The word “holiday” conjures up images of rest, relaxation and catching up on all that stuff you can’t seem to get done during a normal week. Well, I don’t know about y’all, but I’m so tired from my “holiday”, I can hardly hold my eyes open. I need a couple of days of vacation just to recuperate, and I can’t get my pants buttoned.
In four days, we had two Thanksgiving dinners, one Aggie Bonfire, and one high school playoff game. Let us all be thankful that all we have to do now is go to work.

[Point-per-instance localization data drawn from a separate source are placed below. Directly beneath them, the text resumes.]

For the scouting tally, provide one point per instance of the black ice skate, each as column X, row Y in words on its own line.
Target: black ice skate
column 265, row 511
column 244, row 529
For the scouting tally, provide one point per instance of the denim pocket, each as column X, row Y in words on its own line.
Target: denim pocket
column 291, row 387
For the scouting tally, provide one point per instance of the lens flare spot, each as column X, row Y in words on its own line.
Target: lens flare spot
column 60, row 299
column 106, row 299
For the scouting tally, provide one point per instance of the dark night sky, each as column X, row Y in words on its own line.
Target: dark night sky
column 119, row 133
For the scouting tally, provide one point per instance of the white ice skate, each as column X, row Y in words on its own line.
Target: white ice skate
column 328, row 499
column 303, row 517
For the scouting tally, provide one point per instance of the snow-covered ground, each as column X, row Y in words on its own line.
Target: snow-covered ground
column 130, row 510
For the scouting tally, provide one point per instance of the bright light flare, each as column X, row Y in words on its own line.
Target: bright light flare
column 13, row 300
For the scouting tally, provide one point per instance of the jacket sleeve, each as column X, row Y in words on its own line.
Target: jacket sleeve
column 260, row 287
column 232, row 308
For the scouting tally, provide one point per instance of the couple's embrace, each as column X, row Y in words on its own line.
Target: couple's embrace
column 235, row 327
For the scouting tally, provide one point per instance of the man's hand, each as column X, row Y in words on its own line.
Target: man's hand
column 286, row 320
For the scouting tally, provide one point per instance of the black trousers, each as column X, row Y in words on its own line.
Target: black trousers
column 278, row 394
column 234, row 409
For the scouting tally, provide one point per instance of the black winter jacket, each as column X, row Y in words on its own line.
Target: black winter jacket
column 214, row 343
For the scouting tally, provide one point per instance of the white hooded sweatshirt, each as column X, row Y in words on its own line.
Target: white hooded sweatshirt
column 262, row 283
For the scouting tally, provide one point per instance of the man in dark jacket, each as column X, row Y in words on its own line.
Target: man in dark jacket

My kids had never been to the Bonfire, so trying to be good Aggie parents, we planned this trek for a long time. My I2-year-old daughter thought the whole idea of seventy thousand people at a pep rally was unbelievable; the 11-year-old son was in it for the pyromania. All boys love fire, especially when they’ve had a hand in starting it. Give a boy a lighter or some matches and you will have a big fire soon. I figure this is why there is a Bonfire at A&M — it used to be an all-male school, so it makes sense that they would end up spending seven weeks building the biggest pile of wood in the world just to light it and see it burn.
My 17-year-old daughter came along for one reason: to see all the hunks. It didn’t take long for us to cause her great embarrassment. First of all, according to her, she was the only teenager there with her parents … a fate worse than death when you’re trying to attract the opposite sex. To make matters worse, we were afraid of losing each other in the mass of humanity, so had to hook fingers into each other’s belt loops to stay together. There were trains like this weaving in and out everywhere, but of course, all the rest were all college students. To be hooked onto a parent’s belt loop … oh, how she longed to be rid of us!

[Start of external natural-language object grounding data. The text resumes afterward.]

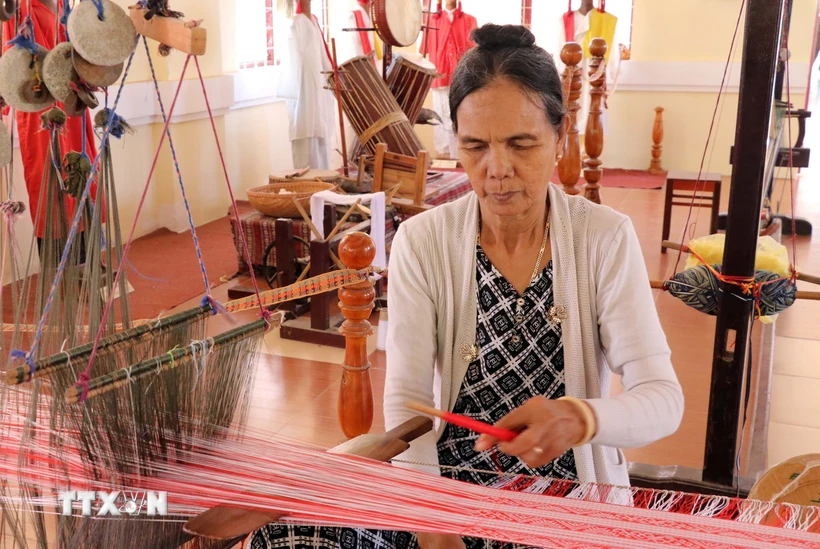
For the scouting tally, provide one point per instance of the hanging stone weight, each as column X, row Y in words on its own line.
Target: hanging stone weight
column 105, row 41
column 58, row 71
column 99, row 76
column 8, row 9
column 19, row 78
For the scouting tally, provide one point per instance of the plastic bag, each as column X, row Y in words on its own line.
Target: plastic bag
column 771, row 256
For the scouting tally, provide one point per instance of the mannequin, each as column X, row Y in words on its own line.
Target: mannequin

Amazingly, we ran into some people we knew, including a couple of A&M freshmen. They invited my daughter to hang with them, and you have never seen such a quick exit. The “mom” in me started asking questions like “Do you need some money?” (the answer is always yes), and “Do you need a jacket?” (ultra-embarrassing). I finally shut up and watched as my daughter disappeared into the sea of testosterone.
She’ll be a college freshman next year and will be doing all this stuff all the time without me knowing about it. I think I’ll just put a pillowcase over my head for the next four years.
Please let me know when I can come out again.